Öko-Institut entwirft Fahrplan zur Rohstoffwende
75 Rohstoffe, elf Nachhaltigkeitskriterien, vier Bedürfnisfelder, zwei Szenarien – die Rohstoffwende verlangt eine detaillierte Analyse. Das Öko-Institut hat erstmals für verschiedene Rohstoffgruppen rohstoffspezifische Ziele und Instrumente für eine künftige nachhaltige Rohstoffpolitik definiert. In seinem zweiten Policy Paper im Projekt „Rohstoffwende Deutschland 2049“ ermittelt das Projektteam am Beispiel der Rohstoffe Neodym und Kies Entlastungspotenziale für die vier wesentlichen Bedürfnisfelder Wohnen, Arbeiten, Mobilität und Informations- und Kommunikationstechnologien (IKT).
25.07.2016
Der detaillierte Vergleich zeigt: Für den heimischen Massenrohstoff Kies braucht es unbedingt konkrete politische Vorgaben, die den Verbrauch reduzieren und den Einsatz von recyceltem Baumaterial steigern. Bei Neodym, das in der Zukunft voraussichtlich verstärkt für Elektromotoren beispielsweise für Elektro-Pkw genutzt werden wird, ist eine Zertifizierung nachhaltig geförderter Rohstoffe notwendig.

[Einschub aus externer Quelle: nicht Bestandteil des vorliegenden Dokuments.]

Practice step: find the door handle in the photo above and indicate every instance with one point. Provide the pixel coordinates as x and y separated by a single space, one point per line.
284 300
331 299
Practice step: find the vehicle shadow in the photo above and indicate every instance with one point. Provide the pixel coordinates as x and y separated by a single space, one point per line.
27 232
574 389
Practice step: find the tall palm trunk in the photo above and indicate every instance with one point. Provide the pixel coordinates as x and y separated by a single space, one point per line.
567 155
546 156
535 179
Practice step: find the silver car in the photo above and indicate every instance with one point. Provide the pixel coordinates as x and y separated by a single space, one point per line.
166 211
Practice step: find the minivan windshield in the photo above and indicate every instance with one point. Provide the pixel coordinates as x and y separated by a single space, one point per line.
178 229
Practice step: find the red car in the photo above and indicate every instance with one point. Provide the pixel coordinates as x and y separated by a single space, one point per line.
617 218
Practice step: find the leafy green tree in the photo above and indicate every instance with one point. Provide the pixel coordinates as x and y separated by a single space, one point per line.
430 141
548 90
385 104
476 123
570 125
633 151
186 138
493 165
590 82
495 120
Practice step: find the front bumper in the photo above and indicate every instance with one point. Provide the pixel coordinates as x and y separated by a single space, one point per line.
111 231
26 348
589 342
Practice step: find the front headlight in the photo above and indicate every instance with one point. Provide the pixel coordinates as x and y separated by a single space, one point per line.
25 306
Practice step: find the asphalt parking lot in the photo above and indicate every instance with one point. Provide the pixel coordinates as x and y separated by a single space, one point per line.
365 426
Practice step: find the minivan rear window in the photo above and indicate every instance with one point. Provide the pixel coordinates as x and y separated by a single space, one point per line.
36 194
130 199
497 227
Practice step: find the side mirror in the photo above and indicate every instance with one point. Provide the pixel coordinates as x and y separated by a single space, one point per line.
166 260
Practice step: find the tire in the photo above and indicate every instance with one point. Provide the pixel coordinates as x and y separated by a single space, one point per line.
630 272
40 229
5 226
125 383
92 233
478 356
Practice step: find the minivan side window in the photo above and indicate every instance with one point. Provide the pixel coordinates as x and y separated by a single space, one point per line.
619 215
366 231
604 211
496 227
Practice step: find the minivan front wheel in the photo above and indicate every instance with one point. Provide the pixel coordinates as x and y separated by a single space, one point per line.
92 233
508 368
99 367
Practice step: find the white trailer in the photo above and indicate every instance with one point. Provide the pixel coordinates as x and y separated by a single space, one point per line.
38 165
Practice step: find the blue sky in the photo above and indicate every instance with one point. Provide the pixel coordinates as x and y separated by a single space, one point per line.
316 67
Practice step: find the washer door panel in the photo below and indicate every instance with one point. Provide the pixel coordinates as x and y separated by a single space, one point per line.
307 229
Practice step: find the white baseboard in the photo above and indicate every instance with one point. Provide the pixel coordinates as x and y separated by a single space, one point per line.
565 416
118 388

Fokus Kies: Längere Lebensdauer von Gebäuden, verstärktes Betonrecycling
Die Analyse des Rohstoffs Kies macht deutlich, dass für eine Rohstoffwende der Bedarf dieses heimischen Primärbaustoffs deutlich sinken muss. Der Abbau in Kiesgruben nimmt viel Fläche in Anspruch und zerstört intakte Landschaften und damit Lebensräume für Tiere und Pflanzen. Das „Rohstoffwendeszenario“ nimmt deshalb an, dass durch eine längere Nutzung von Bestandsgebäuden durch vorausschauende Sanierung der Neubaubedarf zurückgeht. Zusätzlich soll bei der Errichtung neuer Bauten mehr Sekundärmaterial, also etwa Betonbruch als Kiesersatz, verwendet werden.
„Wir sehen hohe Potenziale, um künftig weniger Primärkies in Tagebauen fördern zu müssen“, erläutert Dr. Matthias Buchert, Projektleiter von „Rohstoffwende Deutschland 2049“. „Dafür muss bis zum Jahr 2049 der Rohstoffbedarf für Neubauten stark reduziert werden und es muss mehr Recyclingbeton zum Einsatz kommen. Das ist heute schon technisch möglich, wird jedoch selten praktiziert. Dann können jährlich 23 Millionen Tonnen Primärkies weniger nachgefragt werden – das ist fast eine Halbierung im Vergleich zu heute und einem „Weiter so“-Szenario.“
Um steuernd einzugreifen schlägt das Projektteam des Öko-Instituts vor, eine Primärbaustoffsteuer einzuführen. Sie soll Anreize schaffen, die Primärrohstoffvorkommen an Kies zu schonen und den Einsatz von Recyclingbaustoffen zu fördern.
Das Projekt „Rohstoffwende Deutschland 2049“
Im Rahmen des Eigenprojektes „Rohstoffwende Deutschland 2049“ erarbeitet das Öko-Institut seit Sommer 2014 eine umfassende Strategie für eine Rohstoffwende. In Stakeholder-Workshops mit Teilnehmern aus Politik, Wissenschaft, Industrie und NGOs wurden die Zwischenergebnisse vorgestellt und diskutiert. Die Ergebnisse dieser Workshops flossen in die beiden Policy Paper ein.
Bis Ende 2016 definiert das Projektteam für alle untersuchten Rohstoffgruppen spezifische Ziele. Es arbeitet darüber hinaus neue und ambitionierte Maßnahmen und Instrumente aus, mit denen die Ziele einer Rohstoffwende in Deutschland erreicht werden können. Dazu gehören unter anderem ökonomische Instrumente, Ansätze zur Zertifizierung von Rohstoffen ebenso wie Anforderungen an Branchen und Unternehmen, menschenrechtliche und ökologische Risiken in der Wertschöpfungskette ihrer Produkte zu minimieren. Die finalen Projektergebnisse werden auf der Jahrestagung des Öko-Instituts am 1.12.2016 erstmals öffentlich vorgestellt.